Укорененность Пастернака в повседневном быте — проблема не «бытовая», а философская. Ее сущность составляет служение действительности, обрекающее художника на незащищенность, своего рода интеллектуальную обезоруженность, в момент его выхода в пространство метафизической свободы. Парадоксально, бытовой комформизм Пастернака служит именно знаком этого метафизического изгойничества, не строящего никаких иллюзий по поводу того, что «мировая культура», «народный язык», «гений творчества», «лес символов» могут стать для него обжитым домом. Необычная острота, с какой Пастернак в своем философском самосознании переживает разрыв между сознанием, распорядок действий которого предвиден априорными категориями разума и конвенциями культуры, и откуда-то доносящимися отголосками до-феноменальной, до-апперцепционной действительности, определяет понимание им той роли, которая в этой эпистемологической драме может принадлежать художественному творчеству и ему самому как личности, решившейся выйти на подмостки искусства.

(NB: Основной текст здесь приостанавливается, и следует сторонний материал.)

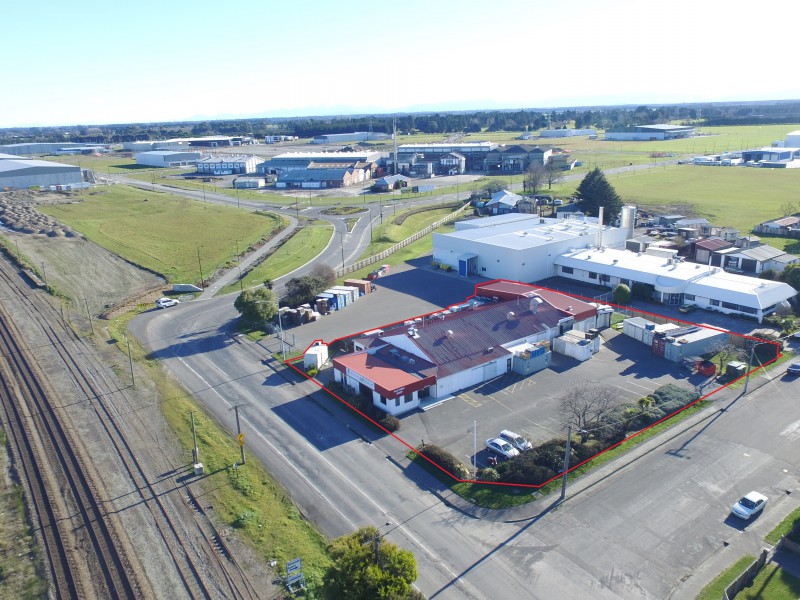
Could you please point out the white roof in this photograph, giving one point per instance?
(518, 234)
(680, 277)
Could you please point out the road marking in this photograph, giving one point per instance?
(358, 489)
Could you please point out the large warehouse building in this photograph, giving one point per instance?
(674, 282)
(651, 132)
(17, 173)
(518, 247)
(166, 158)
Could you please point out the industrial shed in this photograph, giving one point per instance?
(165, 158)
(674, 282)
(22, 173)
(519, 247)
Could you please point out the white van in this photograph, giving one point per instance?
(519, 442)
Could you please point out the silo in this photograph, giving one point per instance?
(628, 219)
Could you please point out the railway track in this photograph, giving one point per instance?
(104, 396)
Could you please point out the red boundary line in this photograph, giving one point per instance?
(291, 362)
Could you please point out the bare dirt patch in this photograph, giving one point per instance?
(79, 269)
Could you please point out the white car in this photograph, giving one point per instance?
(751, 504)
(501, 447)
(166, 302)
(516, 440)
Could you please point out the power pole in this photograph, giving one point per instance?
(239, 434)
(566, 464)
(195, 450)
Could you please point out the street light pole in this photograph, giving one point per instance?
(566, 464)
(341, 233)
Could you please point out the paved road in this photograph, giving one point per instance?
(649, 528)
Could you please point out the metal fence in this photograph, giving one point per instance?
(371, 260)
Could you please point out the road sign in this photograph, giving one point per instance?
(293, 565)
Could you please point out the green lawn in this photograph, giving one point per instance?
(247, 499)
(784, 527)
(164, 233)
(388, 234)
(739, 197)
(715, 589)
(772, 583)
(305, 244)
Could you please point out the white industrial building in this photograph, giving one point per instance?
(228, 164)
(17, 173)
(166, 158)
(566, 132)
(519, 247)
(675, 282)
(651, 132)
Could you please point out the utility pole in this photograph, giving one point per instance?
(199, 264)
(566, 465)
(89, 315)
(239, 434)
(474, 450)
(44, 274)
(195, 450)
(130, 362)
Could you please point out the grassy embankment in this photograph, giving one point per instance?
(168, 235)
(246, 498)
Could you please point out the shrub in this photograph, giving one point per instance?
(673, 393)
(588, 449)
(488, 474)
(444, 459)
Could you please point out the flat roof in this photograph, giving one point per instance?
(517, 234)
(680, 277)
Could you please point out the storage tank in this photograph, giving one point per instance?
(628, 220)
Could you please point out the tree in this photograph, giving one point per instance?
(788, 209)
(257, 306)
(534, 178)
(492, 188)
(586, 405)
(594, 191)
(302, 290)
(622, 294)
(552, 174)
(325, 274)
(367, 567)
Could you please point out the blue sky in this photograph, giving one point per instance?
(92, 62)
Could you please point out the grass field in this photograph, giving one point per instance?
(772, 583)
(714, 590)
(162, 233)
(303, 246)
(247, 499)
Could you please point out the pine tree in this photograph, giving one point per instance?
(595, 191)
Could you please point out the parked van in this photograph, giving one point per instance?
(519, 442)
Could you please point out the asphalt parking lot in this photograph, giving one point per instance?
(529, 405)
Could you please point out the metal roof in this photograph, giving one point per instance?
(679, 277)
(474, 337)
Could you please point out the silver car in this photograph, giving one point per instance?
(516, 440)
(501, 447)
(749, 505)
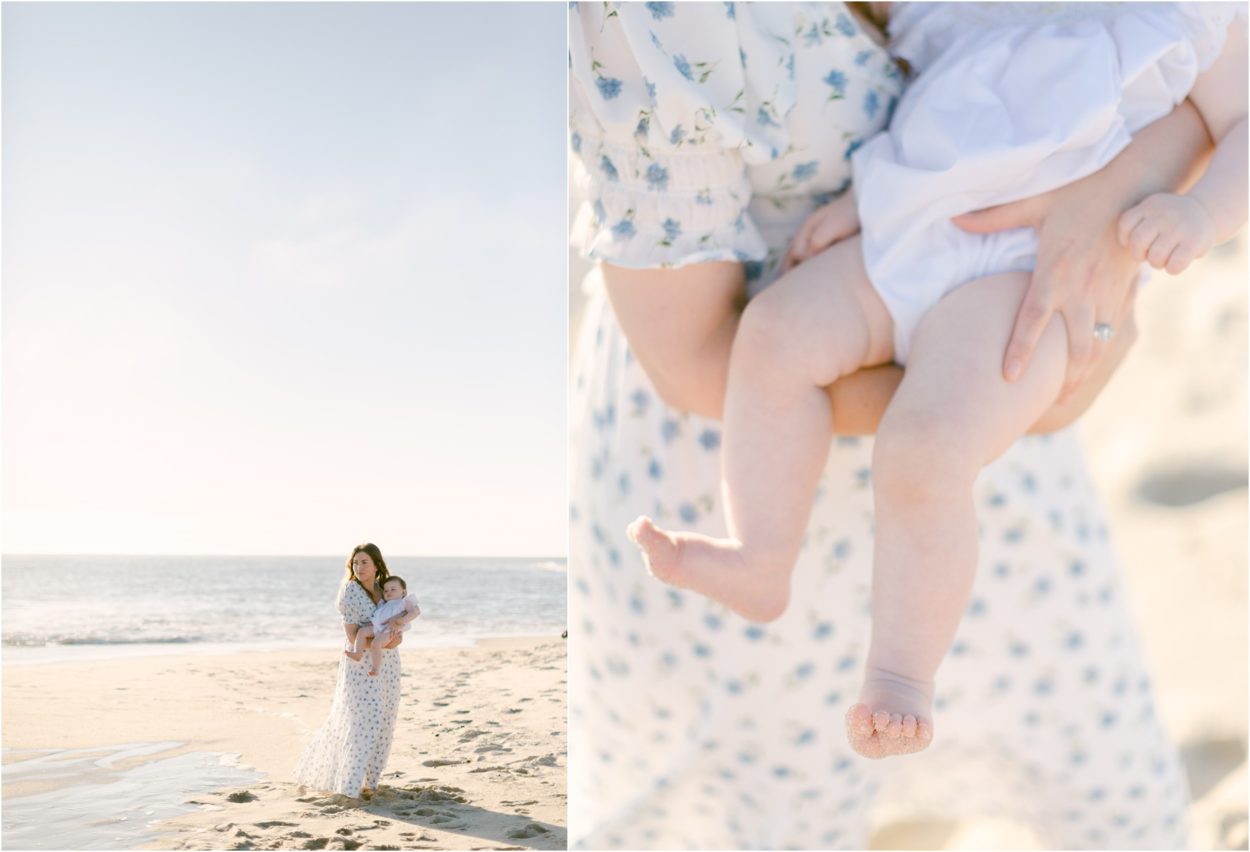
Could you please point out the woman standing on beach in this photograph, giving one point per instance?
(708, 133)
(349, 751)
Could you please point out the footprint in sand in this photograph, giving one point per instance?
(529, 830)
(1190, 484)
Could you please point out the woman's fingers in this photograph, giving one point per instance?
(1129, 221)
(1031, 320)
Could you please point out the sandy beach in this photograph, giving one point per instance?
(478, 762)
(1166, 446)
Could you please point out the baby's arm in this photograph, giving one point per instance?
(410, 612)
(1170, 231)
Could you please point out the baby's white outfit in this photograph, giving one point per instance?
(1010, 100)
(388, 610)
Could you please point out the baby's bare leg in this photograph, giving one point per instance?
(820, 321)
(361, 642)
(375, 650)
(953, 415)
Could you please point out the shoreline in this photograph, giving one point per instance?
(43, 655)
(253, 710)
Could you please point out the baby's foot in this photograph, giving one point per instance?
(893, 716)
(714, 567)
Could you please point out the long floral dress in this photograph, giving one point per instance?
(349, 751)
(708, 131)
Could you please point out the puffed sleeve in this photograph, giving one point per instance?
(669, 104)
(353, 602)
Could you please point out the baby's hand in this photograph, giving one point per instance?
(836, 220)
(1168, 231)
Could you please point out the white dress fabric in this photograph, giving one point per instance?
(694, 728)
(1009, 100)
(388, 610)
(350, 750)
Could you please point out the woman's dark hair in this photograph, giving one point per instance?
(379, 562)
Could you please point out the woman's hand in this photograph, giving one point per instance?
(1083, 272)
(824, 226)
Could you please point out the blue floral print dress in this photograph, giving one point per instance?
(350, 750)
(708, 131)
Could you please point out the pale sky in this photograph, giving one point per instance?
(283, 277)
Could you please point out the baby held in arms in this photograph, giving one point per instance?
(391, 617)
(1008, 101)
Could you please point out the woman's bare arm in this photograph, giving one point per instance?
(680, 322)
(1083, 272)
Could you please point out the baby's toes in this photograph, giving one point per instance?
(880, 721)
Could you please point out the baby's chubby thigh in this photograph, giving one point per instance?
(818, 322)
(953, 391)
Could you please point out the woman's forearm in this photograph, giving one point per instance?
(680, 322)
(1165, 156)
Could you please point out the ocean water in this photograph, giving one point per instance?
(63, 607)
(100, 806)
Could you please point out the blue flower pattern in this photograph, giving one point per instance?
(1045, 647)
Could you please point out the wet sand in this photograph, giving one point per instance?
(478, 762)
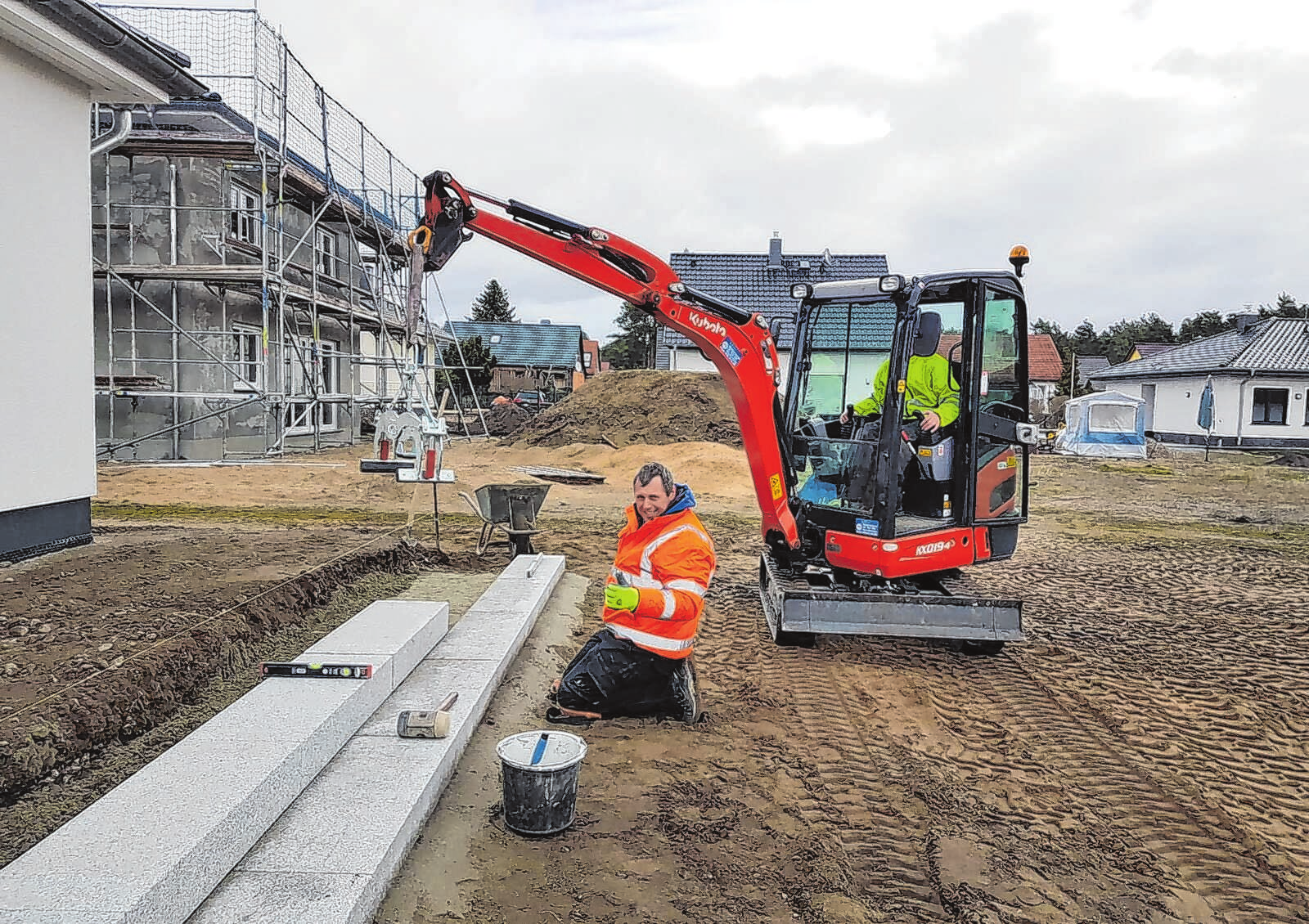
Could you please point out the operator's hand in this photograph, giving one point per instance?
(622, 599)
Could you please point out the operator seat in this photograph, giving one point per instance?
(927, 337)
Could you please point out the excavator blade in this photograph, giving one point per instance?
(796, 610)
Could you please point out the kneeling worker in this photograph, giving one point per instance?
(639, 664)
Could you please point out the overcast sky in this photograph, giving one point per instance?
(1154, 155)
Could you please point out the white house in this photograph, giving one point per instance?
(56, 58)
(1261, 386)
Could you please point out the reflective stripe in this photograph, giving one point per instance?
(650, 640)
(661, 540)
(639, 581)
(689, 586)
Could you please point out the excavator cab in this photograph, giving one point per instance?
(906, 435)
(905, 403)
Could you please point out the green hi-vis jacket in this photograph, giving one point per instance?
(929, 386)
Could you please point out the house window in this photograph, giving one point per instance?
(244, 219)
(248, 352)
(326, 253)
(303, 366)
(1270, 406)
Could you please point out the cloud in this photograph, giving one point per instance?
(1149, 154)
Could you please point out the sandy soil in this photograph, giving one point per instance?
(1140, 760)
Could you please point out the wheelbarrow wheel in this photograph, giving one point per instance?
(484, 540)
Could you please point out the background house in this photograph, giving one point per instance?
(1261, 381)
(249, 259)
(1143, 351)
(591, 363)
(757, 283)
(529, 357)
(56, 59)
(1045, 370)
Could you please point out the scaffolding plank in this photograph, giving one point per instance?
(562, 475)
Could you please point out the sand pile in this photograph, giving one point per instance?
(639, 406)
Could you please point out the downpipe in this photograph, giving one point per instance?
(115, 137)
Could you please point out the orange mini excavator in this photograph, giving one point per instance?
(866, 527)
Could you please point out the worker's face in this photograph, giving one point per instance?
(651, 500)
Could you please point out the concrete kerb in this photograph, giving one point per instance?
(155, 847)
(333, 854)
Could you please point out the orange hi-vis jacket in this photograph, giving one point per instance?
(671, 562)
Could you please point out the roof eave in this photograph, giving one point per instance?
(96, 50)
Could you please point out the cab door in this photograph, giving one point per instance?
(999, 465)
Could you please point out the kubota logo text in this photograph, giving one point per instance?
(706, 325)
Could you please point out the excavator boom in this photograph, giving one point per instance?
(737, 342)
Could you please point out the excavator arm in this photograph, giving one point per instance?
(737, 342)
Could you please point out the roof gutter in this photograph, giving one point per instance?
(115, 137)
(151, 58)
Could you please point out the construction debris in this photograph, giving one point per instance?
(621, 409)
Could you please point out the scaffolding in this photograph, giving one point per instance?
(250, 259)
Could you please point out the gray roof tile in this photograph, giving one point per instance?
(536, 346)
(1275, 344)
(745, 280)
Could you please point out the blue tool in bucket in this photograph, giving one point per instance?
(538, 773)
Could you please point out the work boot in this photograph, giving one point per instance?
(684, 693)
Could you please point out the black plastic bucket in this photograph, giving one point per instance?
(538, 773)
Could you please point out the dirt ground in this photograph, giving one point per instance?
(1143, 758)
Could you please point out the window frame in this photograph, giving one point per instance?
(326, 255)
(244, 215)
(1266, 405)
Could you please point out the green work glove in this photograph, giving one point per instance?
(622, 599)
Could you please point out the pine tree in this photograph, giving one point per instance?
(494, 305)
(634, 348)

Роль эта, как мы видели, состоит прежде всего в том, чтобы предложить самого себя действительности в качестве ее невольника, с целью если и не освободить ее вовсе из-под власти неизбежного, то по крайней мере создать мгновения свободы, переживание которых искупает ее «падшее» состояние. Оставить эту роль, окинуть новую действительность превосходительным взглядом субъекта, иммунного по отношению к окружившему его миру и внутренне от него свободного, означало бы, в пастернаковской системе ценностей, полное крушение всего, чем только и может быть оправдана привилегированная исключительность искусства: его выбывание из строя всеобщей повинности, определяемой непреложной тяжестью вещей в обиходном существовании. Поэтический субъект Пастернака продолжает отчаянно гоняться за осколками действительности, на краткий миг выхватывая ее отрывочные частицы из плена апперцепции, — не справляясь о том, какова эта предстающая в мерцании действительность в оценке его разумного «я». Скорее напротив: чем более безотраден проступающий феноменологический слепок окружающего мира, чем сильнее ощущается интеллектуальный «тупик при встрече с умственною ленью», — тем острее переживается плененное состояние действительности и, соответственно, ее молчаливый призыв к художнику «не предаваться сну». Юрий Живаго мог разочароваться и в мире, родившемся из насилия и катастроф революции, и в собственных силах, и погибнуть от «отсутствия воздуха» (в трамвае). Для творческой личности Пастернака такой исход, как кажется, просто невозможен.
Так, по крайней мере, дело представлялось в первой половине 30-х годов. В дальнейшем — в особенности в 50-е годы, когда тотальное насилие и разрушение уступает место всепобеждающей банальности, а на смену свирепым гонениям приходит почти благодушное невежество, — см юл дилеммы «второе рождение или смерть» усложняется, и ответ на нее перестает выглядеть однозначным. В высокой простоте, к которой Пастернак стремится всю жизнь и которую наконец обретает, проглядывают черты опрощения, делая победу неотличимой от поражения. Одержал ли Пастернак — как художник, как мыслящая личность — победу над Живаго, не вынесшим духоту трамвая, или Живаго дал ему поэтический голос, позволивший создать стихи от его имени? Стало ли самоотверженное служение Пастернака действительности «охранной грамотой» для мира тех, кто, говоря словами Пушкина, рано оставил праздник жизни, не дочитав ее романа, или, напротив, это они дали возможность его роману родиться? Тут представляется уместным вспомнить афоризм, которым Витгенштейн завершает «Логико-философский трактат»: о чем невозможно говорить, о том следует молчать.